Pero otro porteño de nuevo cuño, Alan Pauls, se dejó querer por la musicalidad abisal de su nombre y lo escogió para una de las últimas direcciones conocidas de ese vampiro detestable llamado Sofía, precisamente adonde se llevará al pequeño Lucio, disparatado secuestro que marca el final del matrimonio de Rímini y Carmen y, además, se convierte en el simbólico primer escaño del protagonista en su desbocado descenso a los infiernos. El episodio es entrecortado y sibilante -como la tos de un enfermo de enfisema- pero su simbología es clara, la asociación del nombre con el inicio de la debacle de Rímini: “Finalmente subió, mientras rumiaba una vaga represalia contra la zapatería o la marca, y al oír la dirección que daba Rímini –“Bulnes y Beruti, por favor”- corrigió: “Honduras al 3100”. Ante la sorpresa de Rímini, ese espectro vengador llamado Sofía le explicará que fue desalojada de su anterior apartamento mientras estaba en Alemania, pero la declaración final es alegórica in extremis: “Y conseguí Honduras, que tiene mil veces mejor vista”. Y así, en la página 305 de El pasado nos encontramos con que la sima insondable se ha esfumado, como por arte de magia, ante la irrupción de la panorámica altura.

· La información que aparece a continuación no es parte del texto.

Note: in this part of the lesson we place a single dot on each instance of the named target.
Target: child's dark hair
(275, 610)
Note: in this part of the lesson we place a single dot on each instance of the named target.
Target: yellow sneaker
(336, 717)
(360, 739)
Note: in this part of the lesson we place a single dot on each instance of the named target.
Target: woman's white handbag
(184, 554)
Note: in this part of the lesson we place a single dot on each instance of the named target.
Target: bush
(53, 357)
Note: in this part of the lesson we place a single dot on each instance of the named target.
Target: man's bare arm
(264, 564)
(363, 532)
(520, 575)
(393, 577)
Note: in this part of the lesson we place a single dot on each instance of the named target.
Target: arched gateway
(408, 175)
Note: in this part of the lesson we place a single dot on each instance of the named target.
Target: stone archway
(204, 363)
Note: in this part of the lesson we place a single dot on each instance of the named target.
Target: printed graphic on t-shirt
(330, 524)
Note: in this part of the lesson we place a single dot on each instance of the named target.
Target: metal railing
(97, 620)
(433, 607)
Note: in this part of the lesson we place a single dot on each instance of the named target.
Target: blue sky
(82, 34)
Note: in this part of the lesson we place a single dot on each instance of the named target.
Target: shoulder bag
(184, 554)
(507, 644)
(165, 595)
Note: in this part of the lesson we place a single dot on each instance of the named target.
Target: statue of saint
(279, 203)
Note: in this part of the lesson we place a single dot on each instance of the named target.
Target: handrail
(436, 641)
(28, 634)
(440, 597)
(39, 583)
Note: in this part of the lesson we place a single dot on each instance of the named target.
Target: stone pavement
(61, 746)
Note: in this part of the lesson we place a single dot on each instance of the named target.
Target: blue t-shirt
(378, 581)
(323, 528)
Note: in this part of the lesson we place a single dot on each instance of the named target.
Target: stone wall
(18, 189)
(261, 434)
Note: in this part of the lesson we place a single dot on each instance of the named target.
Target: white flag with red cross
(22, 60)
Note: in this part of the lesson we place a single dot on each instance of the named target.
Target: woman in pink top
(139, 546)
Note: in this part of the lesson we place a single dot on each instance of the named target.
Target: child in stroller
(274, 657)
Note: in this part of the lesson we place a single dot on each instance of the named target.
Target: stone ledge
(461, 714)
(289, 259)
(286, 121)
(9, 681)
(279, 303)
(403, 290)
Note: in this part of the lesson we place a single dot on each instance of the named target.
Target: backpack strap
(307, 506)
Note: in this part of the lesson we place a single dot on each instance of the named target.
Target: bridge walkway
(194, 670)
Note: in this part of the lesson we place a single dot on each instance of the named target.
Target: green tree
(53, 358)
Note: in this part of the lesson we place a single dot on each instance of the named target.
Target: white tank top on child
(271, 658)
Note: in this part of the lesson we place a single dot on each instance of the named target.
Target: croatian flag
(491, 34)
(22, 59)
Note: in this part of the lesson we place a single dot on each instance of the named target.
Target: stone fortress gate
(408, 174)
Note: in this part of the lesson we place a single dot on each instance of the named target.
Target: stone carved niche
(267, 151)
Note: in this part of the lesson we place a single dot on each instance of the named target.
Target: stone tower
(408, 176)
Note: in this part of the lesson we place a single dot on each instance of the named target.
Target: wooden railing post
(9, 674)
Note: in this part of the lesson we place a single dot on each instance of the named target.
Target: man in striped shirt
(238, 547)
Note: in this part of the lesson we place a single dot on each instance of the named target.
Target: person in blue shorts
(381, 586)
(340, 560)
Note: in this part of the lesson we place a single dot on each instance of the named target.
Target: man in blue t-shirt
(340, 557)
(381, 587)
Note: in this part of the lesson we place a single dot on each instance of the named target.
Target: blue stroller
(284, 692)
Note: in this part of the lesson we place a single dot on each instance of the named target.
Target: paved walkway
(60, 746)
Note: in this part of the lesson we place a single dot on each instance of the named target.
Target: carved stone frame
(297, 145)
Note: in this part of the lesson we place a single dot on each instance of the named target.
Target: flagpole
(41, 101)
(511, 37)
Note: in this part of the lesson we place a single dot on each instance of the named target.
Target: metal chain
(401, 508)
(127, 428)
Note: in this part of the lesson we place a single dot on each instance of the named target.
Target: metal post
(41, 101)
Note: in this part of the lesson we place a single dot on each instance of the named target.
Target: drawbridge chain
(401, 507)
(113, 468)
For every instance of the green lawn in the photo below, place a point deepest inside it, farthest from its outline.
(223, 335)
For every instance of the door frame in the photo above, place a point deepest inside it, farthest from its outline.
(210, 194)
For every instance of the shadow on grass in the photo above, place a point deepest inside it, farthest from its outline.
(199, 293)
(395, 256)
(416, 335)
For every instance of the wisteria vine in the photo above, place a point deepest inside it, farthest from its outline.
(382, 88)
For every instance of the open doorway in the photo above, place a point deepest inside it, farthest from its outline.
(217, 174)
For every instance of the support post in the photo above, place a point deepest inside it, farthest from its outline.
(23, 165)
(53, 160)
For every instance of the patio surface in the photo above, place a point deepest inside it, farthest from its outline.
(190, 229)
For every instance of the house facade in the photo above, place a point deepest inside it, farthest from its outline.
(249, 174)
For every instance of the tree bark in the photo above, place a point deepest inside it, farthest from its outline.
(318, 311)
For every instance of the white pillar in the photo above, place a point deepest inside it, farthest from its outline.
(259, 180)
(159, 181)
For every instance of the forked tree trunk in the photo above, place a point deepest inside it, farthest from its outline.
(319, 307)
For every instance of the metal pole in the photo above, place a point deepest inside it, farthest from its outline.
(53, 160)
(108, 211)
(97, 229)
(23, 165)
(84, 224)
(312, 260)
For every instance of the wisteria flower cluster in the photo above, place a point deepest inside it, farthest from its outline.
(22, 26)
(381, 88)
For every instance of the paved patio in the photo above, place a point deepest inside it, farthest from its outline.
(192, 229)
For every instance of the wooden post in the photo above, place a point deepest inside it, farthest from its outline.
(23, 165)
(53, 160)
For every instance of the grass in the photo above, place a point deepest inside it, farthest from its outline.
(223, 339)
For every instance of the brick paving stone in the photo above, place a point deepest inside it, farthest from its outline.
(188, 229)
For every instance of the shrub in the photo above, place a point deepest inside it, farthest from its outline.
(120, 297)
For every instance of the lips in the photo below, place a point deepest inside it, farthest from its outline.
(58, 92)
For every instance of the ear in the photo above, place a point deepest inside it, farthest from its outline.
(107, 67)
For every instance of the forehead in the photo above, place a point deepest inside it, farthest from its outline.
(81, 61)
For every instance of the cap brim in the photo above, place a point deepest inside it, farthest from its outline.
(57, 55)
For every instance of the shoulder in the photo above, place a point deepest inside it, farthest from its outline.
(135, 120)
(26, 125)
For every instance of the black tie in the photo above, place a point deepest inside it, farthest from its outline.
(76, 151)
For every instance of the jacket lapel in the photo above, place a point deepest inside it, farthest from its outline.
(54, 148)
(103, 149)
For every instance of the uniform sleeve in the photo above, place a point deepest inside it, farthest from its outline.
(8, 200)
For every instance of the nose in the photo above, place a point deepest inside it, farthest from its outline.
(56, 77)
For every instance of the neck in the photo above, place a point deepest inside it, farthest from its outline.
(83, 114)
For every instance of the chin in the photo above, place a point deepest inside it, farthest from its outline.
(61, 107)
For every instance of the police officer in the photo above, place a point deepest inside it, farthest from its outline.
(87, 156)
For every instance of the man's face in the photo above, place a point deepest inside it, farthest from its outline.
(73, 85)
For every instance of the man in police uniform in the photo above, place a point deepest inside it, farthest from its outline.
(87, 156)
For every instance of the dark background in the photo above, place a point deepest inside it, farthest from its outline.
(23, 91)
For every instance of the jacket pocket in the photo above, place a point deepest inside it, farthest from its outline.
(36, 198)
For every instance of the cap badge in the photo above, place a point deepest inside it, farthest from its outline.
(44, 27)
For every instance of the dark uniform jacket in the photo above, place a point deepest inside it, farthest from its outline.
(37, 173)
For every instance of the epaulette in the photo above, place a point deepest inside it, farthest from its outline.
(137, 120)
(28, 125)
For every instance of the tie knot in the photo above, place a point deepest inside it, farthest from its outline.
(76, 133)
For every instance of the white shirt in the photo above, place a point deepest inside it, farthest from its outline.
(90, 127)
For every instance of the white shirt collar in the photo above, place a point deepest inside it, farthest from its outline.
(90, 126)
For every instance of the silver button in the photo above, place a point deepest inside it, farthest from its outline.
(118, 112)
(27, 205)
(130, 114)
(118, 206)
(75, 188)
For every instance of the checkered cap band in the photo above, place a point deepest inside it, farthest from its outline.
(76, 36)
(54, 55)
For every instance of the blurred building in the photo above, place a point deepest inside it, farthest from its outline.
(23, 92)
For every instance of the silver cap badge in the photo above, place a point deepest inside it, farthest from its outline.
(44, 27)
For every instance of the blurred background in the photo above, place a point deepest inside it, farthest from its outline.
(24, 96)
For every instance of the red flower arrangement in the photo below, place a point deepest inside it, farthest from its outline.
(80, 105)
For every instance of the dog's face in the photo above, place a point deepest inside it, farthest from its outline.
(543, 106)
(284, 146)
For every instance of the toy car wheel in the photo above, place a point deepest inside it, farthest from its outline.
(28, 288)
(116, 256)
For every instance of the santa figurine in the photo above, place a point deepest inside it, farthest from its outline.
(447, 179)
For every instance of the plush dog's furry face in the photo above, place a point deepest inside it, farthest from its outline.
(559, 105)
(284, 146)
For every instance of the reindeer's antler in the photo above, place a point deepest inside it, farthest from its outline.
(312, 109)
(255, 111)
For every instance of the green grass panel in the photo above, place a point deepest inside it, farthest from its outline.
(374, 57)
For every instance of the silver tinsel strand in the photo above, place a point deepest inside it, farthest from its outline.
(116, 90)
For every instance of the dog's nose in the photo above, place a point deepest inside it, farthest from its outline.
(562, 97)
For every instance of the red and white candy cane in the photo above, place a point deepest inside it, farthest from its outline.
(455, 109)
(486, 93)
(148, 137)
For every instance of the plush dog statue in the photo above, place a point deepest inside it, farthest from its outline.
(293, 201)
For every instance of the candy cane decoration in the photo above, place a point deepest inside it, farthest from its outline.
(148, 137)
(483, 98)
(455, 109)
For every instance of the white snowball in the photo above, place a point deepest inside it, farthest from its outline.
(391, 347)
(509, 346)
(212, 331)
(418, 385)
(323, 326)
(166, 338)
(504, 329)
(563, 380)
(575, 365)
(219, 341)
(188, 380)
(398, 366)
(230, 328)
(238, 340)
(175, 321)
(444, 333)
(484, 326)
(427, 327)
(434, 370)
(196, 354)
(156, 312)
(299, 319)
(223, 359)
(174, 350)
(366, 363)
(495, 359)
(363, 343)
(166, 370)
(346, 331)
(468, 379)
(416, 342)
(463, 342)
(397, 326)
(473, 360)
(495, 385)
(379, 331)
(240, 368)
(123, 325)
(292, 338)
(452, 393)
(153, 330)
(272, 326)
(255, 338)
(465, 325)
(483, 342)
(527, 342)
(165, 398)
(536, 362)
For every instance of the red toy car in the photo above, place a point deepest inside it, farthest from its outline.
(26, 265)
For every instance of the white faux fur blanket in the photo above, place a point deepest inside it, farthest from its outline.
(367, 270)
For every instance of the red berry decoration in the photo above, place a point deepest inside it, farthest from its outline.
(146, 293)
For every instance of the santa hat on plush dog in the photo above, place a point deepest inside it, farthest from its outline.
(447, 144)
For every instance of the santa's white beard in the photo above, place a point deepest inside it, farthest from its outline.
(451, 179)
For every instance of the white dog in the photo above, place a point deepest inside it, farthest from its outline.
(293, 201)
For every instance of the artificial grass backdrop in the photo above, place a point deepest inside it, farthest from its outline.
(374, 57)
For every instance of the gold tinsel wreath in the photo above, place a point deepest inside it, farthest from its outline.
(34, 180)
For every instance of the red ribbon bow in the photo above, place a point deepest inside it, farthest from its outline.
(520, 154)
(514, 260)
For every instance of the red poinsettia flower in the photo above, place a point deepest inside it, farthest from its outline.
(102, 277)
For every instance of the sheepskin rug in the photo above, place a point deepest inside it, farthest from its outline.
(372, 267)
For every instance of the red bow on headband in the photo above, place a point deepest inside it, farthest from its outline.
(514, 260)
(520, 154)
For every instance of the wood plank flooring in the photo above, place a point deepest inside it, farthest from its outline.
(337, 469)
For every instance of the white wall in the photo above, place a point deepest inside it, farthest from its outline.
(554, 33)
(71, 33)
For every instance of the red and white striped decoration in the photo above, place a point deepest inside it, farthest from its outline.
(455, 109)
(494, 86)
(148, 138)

Definido por Roberto Bolaño como un "melancólico que escribe como si viviera en el fondo de alguno de los muchos volcanes de su país", Horacio Castellanos Moya -desde su refugio en Frankfurt- le refirió a Deutsche Welle que, conocedor de su origen centroamericano, Pauls le había preguntado por esa nación de nombre tan recóndito. Castellanos Moya entonces se vio obligado a darle un crash course sobre su país de nacimiento (Tegucigalpa, 21 de noviembre de 1957), aunque le aclaró que, por formación cultural y afinidad electiva, era más salvadoreño que Roque Dalton, declaración que dicho sea de paso cayó como un balde de agua fría sobre los ingenuos pedagogos nacionales, seguidores acérrimos del jus solis, que para ese entonces planeaban otorgarle a HCM un doctorado honoris causa al estilo que acuñaron con Tito Monterroso, a quien importunaron con protocolares razones en su refugio mexicano apenas acabaron de leer Los buscadores de oro. Pero esa es otra historia, lo cierto es que Castellanos Moya le habló a Pauls, quien le seguía con contenida atención, sobre una historia compartida, acerca de la gratuidad del crimen, de los abusos de la derecha y de la izquierda, del deterioro de las utopías revolucionarias y el desencanto que comparten las naciones del istmo centroamericano. Una vez terminó de hablar Lacho, y tras darle una larga chupada a su cigarro, Pauls se limitó a decir: “Es un buen nombre para albergar a Sofía”.